Overall, today’s specialization in the research community (where people qualify themselves by knowing a lot in increasingly smaller areas), is likely to decrease as the number of scientists and the amount of available money for research decrease. To know more and more about less and less will become a dead end, whereas the ability to connect various areas will become more interesting. Perhaps the interest in some “soft” social sciences such as psychology, sociology, political science and peace/conflict research will increase – provided that those research fields start to investigate peak oil-related questions:

– How can we live together in a world of shrinking resources?
– How can we provide treatment / therapy to people who are addicted to shopping but who are no longer able get their “fix”?
– What do we do with middle-aged skilled careerists who have lost their job, their car and their house, and consequently their identity, their drive and their motivation?
– How can we understand the (coming) popular movement of gardening?
– How can we deal with young people’s (justified) disappointment and aggression towards the generation of their parents?
– What are we to do with all Peak Oil refugees when they knocks on our door and want to enter? Or with climate terrorists with little or nothing to lose?
– How do we phase out all the benefits that the state has generously offered without having too many people suffer too much?
– How should society cope with declining stock markets (which will also affect our pensions)?
– How do we create institutions at a local level that can work towards reducing dependency on the rest of the world?
– How do we rebuild our strategic basic industries which left Sweden 20 or 50 years ago?
– How do we transform our agriculture to become less energy intensive?
– What kind of health care can we afford in the future? How should it be organized? How do you explain in a pedagogical way that surgery X or medicine Y is no longer available?
– How do we create a primary and high school curriculums (and find teachers) who can prepare our youth for the real 21st century?
… and so on …

Of course, energy research will be of immense interest. Maybe there are also lessons to be learned from the use of technology in today’s developing countries (for example on the use of mobile technology and low-tech off-grid energy solutions)? Just the idea of a reversed transfer of knowledge from developing countries to more developed countries is staggering…

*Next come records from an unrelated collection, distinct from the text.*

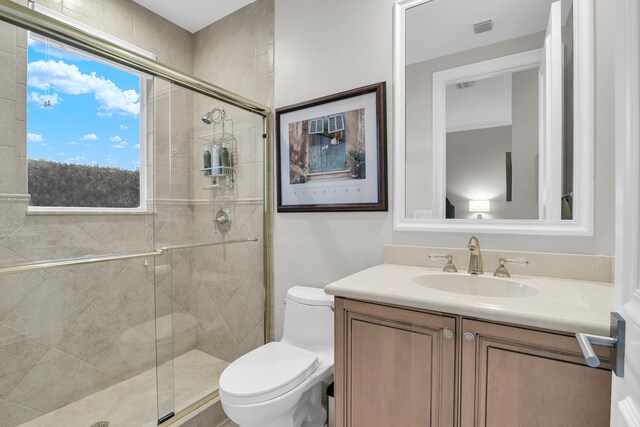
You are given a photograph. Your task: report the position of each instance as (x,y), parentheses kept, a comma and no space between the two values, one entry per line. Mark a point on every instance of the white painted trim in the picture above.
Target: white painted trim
(14,198)
(630,412)
(477,71)
(479,125)
(625,392)
(582,223)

Of course, researchers will no longer be able to travel back and forth all over the world to attend conferences, so the transfer of knowledge between researchers will by neccessity become more regional (or can the Internet make up for decreased mobility?). Swedish researchers (as well as the population in general) will have to put up with travelling only in Europe, or maybe, as time goes by, only in Scandinavia, or Sweden. This contraction will of course affect which languages our youth will learn in primary school and high school. We ought to experience a renaissance of languages spoken in areas geographically close to us (not the least Norwegian and Danish), and a decreased interest in “exotic” languages such as Arabic, Japanese and Chinese.

One last guess that does not feel too daring is that economics in its present form will be discredited and kicked to the dust bin of history in the same way that scientific communism was non-honorably retired 20 years ago. My guess is that as the world changes, traditional neoclassical economists in particular will be depicted as Quislings of our time or even as accomplices to the crash, and they will become as popular as racial anthropologists are in today’s university world.

Nevertheless, we need some kind of economic theories, and the ones I believe are most likely to suceed are the (presently) radical ideas of biophysical and ecological economics. The non-negotiable starting point for these theories is what the Earth can bear – how extensive our human (economic) activities can be without destroying our environment and our ability to create wealth even in the (far) future. When we move from expansion to contraction, we also move from the economy of opportunities to the economy of restrictions – or why not the economy of the real world.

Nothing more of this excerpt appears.